Page 21 of Zazen


  And I ran at the crowd but they grabbed me again and said to leave or they were calling the cops but I didn’t want to leave the little liver hearts because you shouldn’t be afraid like that, not when someone needs you, you should be able to look them in the eye, even if they’re dying and you’re scared and you can’t do anything, you shouldn’t run even if they’re howling and bleeding, you should stay and sit with them while they go because someone should and you just shouldn’t be afraid like that, enough to leave them alone like that when they only have a few minutes left, you should be there.

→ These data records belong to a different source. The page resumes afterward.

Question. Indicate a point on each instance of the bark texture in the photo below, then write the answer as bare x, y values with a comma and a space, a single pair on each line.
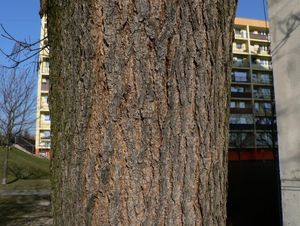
138, 102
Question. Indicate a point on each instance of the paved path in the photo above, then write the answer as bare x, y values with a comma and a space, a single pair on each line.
25, 192
25, 208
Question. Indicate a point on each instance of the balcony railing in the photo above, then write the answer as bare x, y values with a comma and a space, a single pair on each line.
259, 36
240, 50
262, 81
240, 110
241, 126
240, 64
261, 67
265, 127
240, 95
263, 112
45, 87
262, 96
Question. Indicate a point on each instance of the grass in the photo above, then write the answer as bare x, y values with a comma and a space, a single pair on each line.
25, 210
25, 172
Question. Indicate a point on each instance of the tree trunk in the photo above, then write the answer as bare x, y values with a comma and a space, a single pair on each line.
138, 100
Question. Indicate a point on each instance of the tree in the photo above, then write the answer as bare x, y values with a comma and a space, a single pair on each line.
139, 94
17, 105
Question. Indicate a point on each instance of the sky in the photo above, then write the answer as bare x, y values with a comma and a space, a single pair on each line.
21, 19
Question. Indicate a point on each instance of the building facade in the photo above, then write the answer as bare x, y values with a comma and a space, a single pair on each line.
253, 169
285, 33
43, 139
252, 114
252, 119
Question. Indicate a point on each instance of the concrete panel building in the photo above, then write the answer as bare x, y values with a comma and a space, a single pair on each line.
285, 33
43, 139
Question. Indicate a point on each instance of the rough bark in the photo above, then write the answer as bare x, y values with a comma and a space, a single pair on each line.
138, 102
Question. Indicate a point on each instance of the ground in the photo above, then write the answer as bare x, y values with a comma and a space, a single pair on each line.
25, 200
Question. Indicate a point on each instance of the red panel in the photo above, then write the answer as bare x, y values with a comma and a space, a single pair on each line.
258, 154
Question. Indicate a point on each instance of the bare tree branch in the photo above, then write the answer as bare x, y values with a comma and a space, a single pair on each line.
23, 50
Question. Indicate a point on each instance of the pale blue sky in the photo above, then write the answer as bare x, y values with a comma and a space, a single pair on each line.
21, 18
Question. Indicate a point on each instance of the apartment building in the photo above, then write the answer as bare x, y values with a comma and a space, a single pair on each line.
252, 119
43, 139
252, 114
253, 170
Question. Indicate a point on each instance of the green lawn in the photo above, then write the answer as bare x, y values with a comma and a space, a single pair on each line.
25, 172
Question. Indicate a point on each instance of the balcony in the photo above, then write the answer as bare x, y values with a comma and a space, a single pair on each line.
262, 96
263, 112
241, 126
242, 50
256, 66
45, 87
241, 95
266, 127
44, 107
259, 36
262, 81
240, 110
260, 52
240, 64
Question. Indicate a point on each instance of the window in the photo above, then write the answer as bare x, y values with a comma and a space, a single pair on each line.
263, 139
240, 76
263, 121
45, 99
45, 134
239, 45
265, 78
232, 104
240, 119
266, 92
237, 89
254, 77
242, 104
46, 117
267, 106
237, 60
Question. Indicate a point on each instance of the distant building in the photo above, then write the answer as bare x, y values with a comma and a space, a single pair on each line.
252, 115
43, 139
253, 170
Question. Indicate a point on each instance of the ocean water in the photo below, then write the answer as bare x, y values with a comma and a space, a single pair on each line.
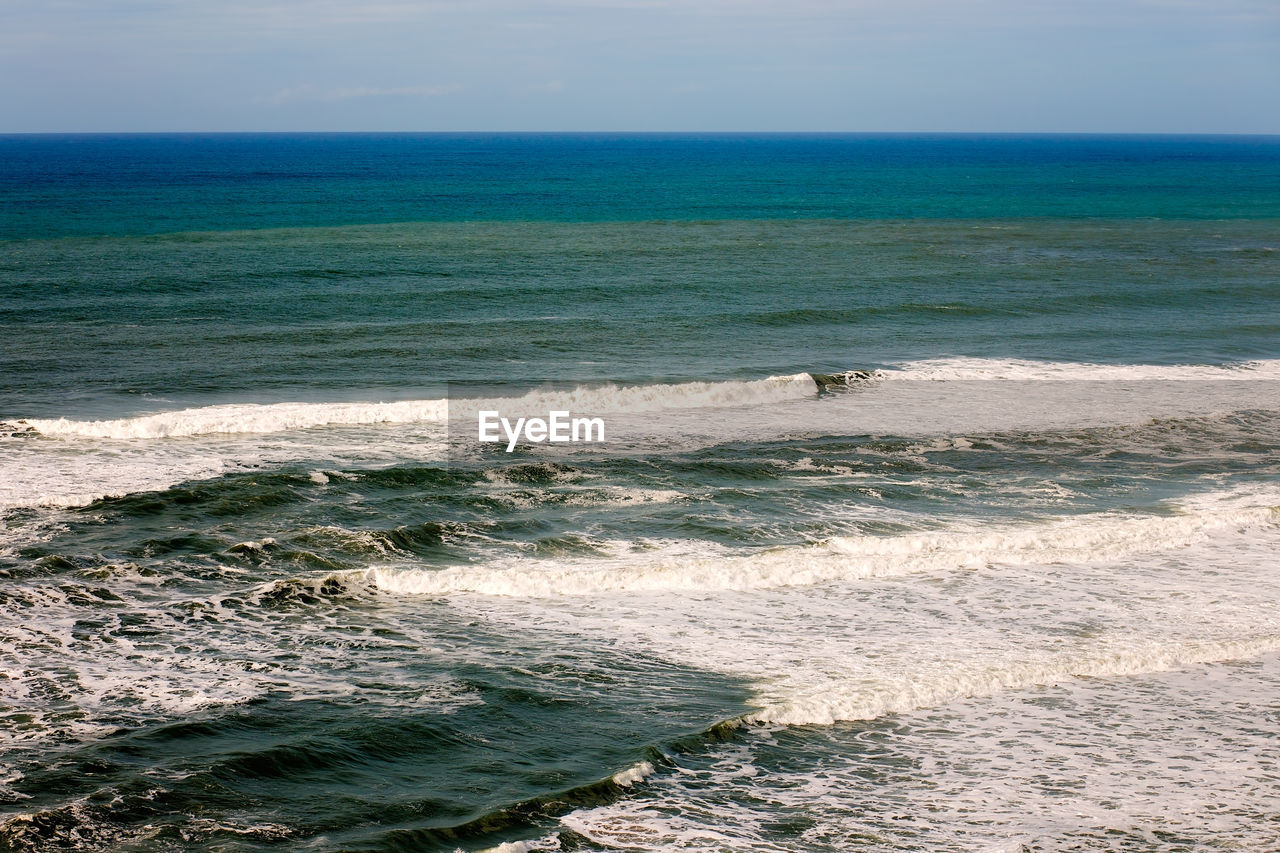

  So I ran back up to where I was and sat down with the fear like acid inside me, on fire with tears streaming down my face and duct tape wrapped so tight around my hands they were numb. I sat there because there was nowhere left to go. I was at the spine of the world. Turning away was as bad as leaving, or hiding in a college, or a restaurant, or clutching the torn shred of a failed movement or pretending to build one out of spectacle. It was all the same. I turned to the store, fixed my eyes on a patch of cement that ran along the front and waited. I knew what was coming. I saw it every night. People filled their carts and packed their trunks and every time a bus pulled up and kids ran out I made myself stay because even though I knew there was a timer on the bomb, I didn’t know when it was set to go off and I didn’t want to look away.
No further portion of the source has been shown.